Adding labels to outliers for a single boxplots using geom_text() in ggplot2


I have a single boxplot in R of percentage correct values (y-axis), with each point on the plot representing a different participant. I want to label my three outliers with the participant ID (Pt_ID). I created a data frame that includes a column $outlier to label these.

#Create function to identify outliers in terms of % correct
findoutlier <- function(x) {
  return(x < quantile(x, .25) - 1.5*IQR(x) | x > quantile(x, .75) + 1.5*IQR(x))
}

#Add a column to identify which participants are outliers
performance_tibble <- performance_tibble %>%
        mutate(outlier = ifelse(findoutlier(performance_tibble$Perc_Correct), Pt_ID, NA))

#Plot boxplot of %correct including outliers labelled with Pt_ID
ggplot(performance_tibble)+geom_boxplot(aes(y=Perc_Correct), outlier.colour= "red")+theme(axis.text.x = element_blank(), axis.ticks.x= element_blank())

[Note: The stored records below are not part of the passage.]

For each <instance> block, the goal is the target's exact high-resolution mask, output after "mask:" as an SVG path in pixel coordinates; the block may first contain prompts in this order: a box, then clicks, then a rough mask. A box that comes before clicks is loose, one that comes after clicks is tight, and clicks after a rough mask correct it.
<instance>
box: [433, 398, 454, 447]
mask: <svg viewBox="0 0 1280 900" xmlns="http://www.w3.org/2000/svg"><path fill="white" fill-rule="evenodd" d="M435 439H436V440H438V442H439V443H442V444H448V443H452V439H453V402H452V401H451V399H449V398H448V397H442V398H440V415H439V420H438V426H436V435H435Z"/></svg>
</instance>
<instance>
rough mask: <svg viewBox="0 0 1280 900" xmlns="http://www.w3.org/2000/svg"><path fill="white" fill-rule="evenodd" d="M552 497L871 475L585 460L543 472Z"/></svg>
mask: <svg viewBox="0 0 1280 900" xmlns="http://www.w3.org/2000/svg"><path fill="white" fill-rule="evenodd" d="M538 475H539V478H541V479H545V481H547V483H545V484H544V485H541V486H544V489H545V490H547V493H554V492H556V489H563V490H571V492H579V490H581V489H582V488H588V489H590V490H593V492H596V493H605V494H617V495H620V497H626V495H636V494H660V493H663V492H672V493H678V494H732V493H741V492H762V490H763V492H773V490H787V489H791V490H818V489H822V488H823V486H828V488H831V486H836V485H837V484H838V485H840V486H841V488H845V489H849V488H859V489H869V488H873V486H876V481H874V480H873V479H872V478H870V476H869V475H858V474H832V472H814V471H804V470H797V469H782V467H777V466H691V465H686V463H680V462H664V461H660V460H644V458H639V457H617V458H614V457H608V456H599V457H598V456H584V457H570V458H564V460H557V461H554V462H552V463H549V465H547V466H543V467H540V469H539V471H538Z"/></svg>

I have looked at other posts and have tried using +geom_text(aes(label=outlier), but this states that I need x and y aesthetics (and I only have a y variable as it is a single boxplot). Can anyone suggest how the labelling of these outliers can be achieved without needing to specify an x aesthetic?

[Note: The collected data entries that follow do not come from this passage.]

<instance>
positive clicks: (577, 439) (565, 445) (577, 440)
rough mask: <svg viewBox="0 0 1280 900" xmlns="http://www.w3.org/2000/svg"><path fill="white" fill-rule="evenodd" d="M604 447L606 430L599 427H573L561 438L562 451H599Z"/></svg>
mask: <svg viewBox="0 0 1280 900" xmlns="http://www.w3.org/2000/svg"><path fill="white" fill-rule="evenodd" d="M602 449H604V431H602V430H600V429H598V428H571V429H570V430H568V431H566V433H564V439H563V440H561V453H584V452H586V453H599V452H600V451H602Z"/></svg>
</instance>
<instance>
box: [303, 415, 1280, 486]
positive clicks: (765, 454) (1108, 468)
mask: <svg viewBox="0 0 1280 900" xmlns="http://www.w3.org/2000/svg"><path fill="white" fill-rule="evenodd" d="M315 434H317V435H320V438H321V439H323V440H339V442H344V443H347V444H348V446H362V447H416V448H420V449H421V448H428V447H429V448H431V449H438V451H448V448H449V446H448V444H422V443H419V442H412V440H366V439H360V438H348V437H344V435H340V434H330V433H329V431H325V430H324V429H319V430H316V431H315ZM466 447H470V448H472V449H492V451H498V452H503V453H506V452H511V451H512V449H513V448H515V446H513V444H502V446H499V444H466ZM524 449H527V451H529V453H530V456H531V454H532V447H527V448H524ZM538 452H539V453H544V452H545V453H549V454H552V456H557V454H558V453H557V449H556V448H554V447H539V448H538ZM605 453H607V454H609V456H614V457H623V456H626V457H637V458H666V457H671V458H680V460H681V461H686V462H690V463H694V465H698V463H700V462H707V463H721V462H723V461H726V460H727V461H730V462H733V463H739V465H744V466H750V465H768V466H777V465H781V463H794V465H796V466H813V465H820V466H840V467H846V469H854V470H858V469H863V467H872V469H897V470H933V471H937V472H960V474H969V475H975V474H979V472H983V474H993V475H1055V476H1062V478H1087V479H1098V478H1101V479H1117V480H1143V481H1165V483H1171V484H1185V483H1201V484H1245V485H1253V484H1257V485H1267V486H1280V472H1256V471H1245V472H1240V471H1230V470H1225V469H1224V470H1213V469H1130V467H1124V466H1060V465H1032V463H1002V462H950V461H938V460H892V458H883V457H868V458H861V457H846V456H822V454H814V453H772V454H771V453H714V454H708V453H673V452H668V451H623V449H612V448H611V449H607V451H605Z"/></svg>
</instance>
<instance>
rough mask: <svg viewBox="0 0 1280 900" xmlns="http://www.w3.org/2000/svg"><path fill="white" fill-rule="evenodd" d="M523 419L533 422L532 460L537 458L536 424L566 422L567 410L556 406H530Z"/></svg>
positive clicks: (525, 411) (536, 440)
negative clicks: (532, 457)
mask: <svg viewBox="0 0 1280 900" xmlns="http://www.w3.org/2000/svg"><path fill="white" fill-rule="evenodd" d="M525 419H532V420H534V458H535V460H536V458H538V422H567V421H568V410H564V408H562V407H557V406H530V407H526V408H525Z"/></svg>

I have added an image of the boxplot with the outliers in red.


Solution

  • You'll need to add a dummy value for the x value, and it's easier to move the y value into ggplot() so that it is used by all the layers. The only other change is to get rid of the x label that then appears. That gives (with some dummy data):

    findoutlier <- function(x) {
      return(x < quantile(x, .25) - 1.5*IQR(x) | x > quantile(x, .75) + 1.5*IQR(x))
    }
    
    #Add a column to identify which participants are outliers
    set.seed(0)
    performance_tibble <- tibble(Perc_Correct = -rlnorm(30), Pt_ID=sample(1:3, 30, TRUE))
    
    performance_tibble <- performance_tibble %>%
      mutate(outlier = ifelse(findoutlier(performance_tibble$Perc_Correct), Pt_ID, NA))
    
    #Plot boxplot of %correct including outliers labelled with Pt_ID
    ggplot(performance_tibble, aes(y=Perc_Correct, x=1)) + geom_boxplot(outlier.colour= "red")+
      geom_text(aes(label=outlier), nudge_x=0.01) +
      theme(axis.text.x = element_blank(), 
            axis.ticks.x= element_blank(),
            axis.title.x = element_blank())
    

    Output plot with point labels